By the time she is admitted to school, She's quite in a league of her own. But her extraordinary abilities do not get her into the good books of the head mistress, Miss Trunchbull.
"The Trunchbull," as she is known, is a vicious evil monster.She punishes students who give incorrect answers in class or who talk back to her by forcing them to undergo some form of physical torture. The old-school pedagogue, literally and figuratively speaking will go to any extent of intimidation to enforce discipline. Often the head mistress crosses the acceptable line of punishment.
However Matilda finds an ally in Miss Honey, her kind and soft spoken teacher.Dahl successfully adds interesting twists to this simple tale and unveils a supernatural facet of the protagonist towards the end of the story.
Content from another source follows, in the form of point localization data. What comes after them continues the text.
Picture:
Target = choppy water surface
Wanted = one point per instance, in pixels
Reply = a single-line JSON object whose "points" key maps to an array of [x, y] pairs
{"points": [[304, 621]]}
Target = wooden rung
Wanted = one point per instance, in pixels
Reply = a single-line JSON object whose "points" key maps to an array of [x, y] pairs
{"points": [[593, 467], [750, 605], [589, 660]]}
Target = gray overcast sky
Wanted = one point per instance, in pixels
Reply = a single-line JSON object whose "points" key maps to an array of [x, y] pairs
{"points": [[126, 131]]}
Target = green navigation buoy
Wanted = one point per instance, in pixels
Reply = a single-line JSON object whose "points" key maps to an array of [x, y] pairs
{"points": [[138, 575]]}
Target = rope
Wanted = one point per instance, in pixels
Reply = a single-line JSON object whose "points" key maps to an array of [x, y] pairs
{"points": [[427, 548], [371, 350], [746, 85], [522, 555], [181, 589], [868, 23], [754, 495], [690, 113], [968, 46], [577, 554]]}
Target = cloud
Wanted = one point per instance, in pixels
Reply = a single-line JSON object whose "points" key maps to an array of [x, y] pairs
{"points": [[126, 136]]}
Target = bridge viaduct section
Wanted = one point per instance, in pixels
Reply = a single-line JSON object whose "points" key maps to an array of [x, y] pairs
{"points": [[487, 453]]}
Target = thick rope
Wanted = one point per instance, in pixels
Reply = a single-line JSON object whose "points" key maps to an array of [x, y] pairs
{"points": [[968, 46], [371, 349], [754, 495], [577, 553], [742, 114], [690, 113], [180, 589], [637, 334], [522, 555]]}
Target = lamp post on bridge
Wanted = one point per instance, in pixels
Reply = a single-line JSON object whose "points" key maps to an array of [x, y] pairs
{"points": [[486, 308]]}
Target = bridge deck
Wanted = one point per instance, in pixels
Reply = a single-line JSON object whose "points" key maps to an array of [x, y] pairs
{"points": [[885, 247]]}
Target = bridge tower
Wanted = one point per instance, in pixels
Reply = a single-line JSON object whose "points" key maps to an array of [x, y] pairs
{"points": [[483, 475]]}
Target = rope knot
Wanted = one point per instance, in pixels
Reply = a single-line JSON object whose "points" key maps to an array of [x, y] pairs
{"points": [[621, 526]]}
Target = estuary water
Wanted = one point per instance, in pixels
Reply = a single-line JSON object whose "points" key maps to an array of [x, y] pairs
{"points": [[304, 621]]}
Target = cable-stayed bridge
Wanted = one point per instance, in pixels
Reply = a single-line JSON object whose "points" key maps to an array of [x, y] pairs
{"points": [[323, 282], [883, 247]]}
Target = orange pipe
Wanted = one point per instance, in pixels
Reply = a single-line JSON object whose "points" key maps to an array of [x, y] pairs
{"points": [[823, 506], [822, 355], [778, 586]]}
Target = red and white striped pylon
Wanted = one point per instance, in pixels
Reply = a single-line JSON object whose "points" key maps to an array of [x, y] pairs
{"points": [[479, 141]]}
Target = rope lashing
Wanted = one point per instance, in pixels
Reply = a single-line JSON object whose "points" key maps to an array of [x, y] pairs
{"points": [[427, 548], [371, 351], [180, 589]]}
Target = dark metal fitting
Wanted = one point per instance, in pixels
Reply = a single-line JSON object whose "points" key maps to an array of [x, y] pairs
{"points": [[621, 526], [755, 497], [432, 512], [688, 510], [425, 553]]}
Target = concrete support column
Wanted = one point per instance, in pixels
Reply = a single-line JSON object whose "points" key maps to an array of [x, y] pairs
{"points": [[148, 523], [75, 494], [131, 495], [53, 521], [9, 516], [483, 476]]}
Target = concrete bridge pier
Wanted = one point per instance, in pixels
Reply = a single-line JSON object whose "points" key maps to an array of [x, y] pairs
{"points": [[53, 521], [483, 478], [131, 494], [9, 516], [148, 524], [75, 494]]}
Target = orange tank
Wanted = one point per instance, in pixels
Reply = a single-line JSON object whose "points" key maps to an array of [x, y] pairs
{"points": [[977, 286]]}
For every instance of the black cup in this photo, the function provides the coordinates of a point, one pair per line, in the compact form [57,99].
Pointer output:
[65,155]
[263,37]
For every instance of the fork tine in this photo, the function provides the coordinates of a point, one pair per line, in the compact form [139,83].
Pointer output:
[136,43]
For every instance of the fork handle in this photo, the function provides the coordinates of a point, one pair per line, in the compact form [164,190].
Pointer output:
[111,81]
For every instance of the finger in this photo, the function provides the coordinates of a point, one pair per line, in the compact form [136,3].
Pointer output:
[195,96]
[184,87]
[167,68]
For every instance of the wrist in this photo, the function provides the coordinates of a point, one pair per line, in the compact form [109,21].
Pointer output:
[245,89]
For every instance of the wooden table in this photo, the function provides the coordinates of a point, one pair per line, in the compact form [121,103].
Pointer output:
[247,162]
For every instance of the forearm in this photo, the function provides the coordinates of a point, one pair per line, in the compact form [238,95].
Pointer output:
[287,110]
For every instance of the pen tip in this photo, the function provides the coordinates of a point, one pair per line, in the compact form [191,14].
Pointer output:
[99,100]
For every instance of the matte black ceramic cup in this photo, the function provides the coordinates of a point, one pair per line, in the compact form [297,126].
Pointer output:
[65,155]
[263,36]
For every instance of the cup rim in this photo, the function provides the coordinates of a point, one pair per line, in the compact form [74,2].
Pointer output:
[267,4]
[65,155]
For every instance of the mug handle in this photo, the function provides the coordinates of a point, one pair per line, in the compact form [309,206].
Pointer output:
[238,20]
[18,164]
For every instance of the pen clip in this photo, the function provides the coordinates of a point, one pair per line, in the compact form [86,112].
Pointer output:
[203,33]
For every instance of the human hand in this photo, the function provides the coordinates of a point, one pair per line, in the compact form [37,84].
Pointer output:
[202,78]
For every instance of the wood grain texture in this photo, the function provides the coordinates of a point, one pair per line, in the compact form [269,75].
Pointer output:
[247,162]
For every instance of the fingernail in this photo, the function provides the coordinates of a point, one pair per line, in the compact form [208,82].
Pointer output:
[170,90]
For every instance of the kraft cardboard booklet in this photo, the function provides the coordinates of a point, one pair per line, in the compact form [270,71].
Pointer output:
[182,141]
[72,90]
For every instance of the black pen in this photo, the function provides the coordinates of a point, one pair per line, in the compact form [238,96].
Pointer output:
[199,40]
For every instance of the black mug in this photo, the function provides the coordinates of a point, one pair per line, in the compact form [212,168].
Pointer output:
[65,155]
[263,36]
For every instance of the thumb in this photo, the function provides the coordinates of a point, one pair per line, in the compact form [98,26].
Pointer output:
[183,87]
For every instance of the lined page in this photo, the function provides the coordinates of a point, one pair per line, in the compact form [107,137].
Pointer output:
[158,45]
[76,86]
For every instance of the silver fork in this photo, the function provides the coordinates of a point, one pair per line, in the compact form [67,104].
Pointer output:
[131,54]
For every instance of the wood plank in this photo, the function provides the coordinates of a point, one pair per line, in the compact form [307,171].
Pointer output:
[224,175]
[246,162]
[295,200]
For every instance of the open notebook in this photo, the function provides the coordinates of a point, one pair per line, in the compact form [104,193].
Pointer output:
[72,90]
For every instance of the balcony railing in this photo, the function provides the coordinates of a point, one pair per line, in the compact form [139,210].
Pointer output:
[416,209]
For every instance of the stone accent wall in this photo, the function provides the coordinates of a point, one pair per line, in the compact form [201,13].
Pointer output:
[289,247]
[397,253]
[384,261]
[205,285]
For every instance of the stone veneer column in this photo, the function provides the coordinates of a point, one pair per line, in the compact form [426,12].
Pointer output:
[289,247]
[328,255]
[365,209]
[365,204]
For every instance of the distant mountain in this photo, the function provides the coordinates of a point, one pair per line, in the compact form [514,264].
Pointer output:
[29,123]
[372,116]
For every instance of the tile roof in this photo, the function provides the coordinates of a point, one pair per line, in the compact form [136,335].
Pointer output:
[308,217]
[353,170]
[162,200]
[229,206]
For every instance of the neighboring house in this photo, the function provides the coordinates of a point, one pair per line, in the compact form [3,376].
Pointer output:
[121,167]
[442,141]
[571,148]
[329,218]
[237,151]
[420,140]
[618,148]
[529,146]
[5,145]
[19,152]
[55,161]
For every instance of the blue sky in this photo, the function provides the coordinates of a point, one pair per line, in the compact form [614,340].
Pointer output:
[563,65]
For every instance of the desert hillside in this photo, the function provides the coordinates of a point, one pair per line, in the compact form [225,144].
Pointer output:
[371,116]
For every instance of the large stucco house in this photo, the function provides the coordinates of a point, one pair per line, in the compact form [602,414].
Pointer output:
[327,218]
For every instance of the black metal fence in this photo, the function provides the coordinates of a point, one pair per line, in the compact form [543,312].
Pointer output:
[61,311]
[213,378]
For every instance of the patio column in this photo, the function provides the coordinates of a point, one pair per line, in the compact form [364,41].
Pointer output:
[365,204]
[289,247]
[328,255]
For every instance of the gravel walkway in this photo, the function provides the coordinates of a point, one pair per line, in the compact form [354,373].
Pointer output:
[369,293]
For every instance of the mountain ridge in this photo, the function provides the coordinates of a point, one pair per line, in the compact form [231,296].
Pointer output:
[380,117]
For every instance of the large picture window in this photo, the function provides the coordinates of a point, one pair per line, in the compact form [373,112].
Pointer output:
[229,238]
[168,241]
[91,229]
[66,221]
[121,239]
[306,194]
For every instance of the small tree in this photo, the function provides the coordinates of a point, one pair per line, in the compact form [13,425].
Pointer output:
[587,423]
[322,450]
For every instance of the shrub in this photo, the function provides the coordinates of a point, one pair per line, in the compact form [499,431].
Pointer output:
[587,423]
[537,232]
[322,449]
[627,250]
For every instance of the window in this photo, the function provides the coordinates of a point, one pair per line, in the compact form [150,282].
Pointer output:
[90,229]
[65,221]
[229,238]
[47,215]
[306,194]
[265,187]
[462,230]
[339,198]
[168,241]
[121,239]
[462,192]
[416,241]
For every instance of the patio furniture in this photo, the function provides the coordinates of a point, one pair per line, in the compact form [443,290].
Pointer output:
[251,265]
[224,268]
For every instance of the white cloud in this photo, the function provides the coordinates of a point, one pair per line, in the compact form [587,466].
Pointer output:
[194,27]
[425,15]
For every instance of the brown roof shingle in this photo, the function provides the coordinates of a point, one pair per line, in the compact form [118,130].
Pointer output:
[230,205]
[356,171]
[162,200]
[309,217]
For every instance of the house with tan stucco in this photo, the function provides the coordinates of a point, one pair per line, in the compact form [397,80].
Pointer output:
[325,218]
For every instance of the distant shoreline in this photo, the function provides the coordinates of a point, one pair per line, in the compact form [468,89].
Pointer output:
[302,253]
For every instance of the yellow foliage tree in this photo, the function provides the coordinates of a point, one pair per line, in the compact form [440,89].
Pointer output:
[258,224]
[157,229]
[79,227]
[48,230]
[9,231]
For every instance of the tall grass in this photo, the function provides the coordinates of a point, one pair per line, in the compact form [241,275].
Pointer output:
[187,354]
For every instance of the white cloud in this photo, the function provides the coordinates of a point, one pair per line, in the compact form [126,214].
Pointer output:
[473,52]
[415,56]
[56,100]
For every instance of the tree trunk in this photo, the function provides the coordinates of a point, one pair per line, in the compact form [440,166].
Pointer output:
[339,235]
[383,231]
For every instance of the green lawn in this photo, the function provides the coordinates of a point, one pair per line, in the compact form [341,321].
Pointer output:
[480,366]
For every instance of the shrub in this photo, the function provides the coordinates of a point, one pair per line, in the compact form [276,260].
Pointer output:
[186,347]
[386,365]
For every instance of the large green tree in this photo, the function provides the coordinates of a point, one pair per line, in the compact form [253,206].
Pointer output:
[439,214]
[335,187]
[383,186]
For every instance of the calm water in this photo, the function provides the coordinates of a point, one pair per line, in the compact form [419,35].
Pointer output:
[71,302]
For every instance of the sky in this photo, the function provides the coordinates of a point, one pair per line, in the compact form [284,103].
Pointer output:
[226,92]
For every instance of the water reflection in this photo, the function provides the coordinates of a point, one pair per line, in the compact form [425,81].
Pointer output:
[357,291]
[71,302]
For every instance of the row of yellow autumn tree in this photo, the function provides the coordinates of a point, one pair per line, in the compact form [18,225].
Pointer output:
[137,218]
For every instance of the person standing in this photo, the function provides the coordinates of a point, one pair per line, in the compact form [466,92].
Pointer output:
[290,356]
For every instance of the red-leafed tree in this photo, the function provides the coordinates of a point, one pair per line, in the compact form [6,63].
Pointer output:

Though one may find his excesses with his character sketches too difficult to accept, what I admire is the way he addressed some very serious issues like child abuse and domestic violence and its effect on the psyche of a child without ever compromising on humour. Easily one of his best works and most certainly worth its money, this one ought to grace your bookshelves even if you remotely have an affinity for childrens literature.
Having read this book cover to cover, I've decided that if I ever venture out to become a writer, I'll author a childrens book. And it'll be nothing like the works of Mr.CS Lewis or Mr. Tolkein, who with all due respects are great writers. Their works in Matildas opinion have one failing, in that they lack sufficient "funny bits".
So my book will be full of funny limericks like this one,
" An epicure dining at Crewe,
Found a rather large mouse in his stew,
Cried the waiter," Dont shout
And Wave it about
Or the rest will be wanting one too."

Monday, July 2, 2007

Home Improvement

The latest acquisition happens to be a digicam. Been fiddling around with it eversince.Just a couple of shots i clicked from our living room. Do check out all the paintings on the walls. Mom's masterpieces, all of them. Many more to follow.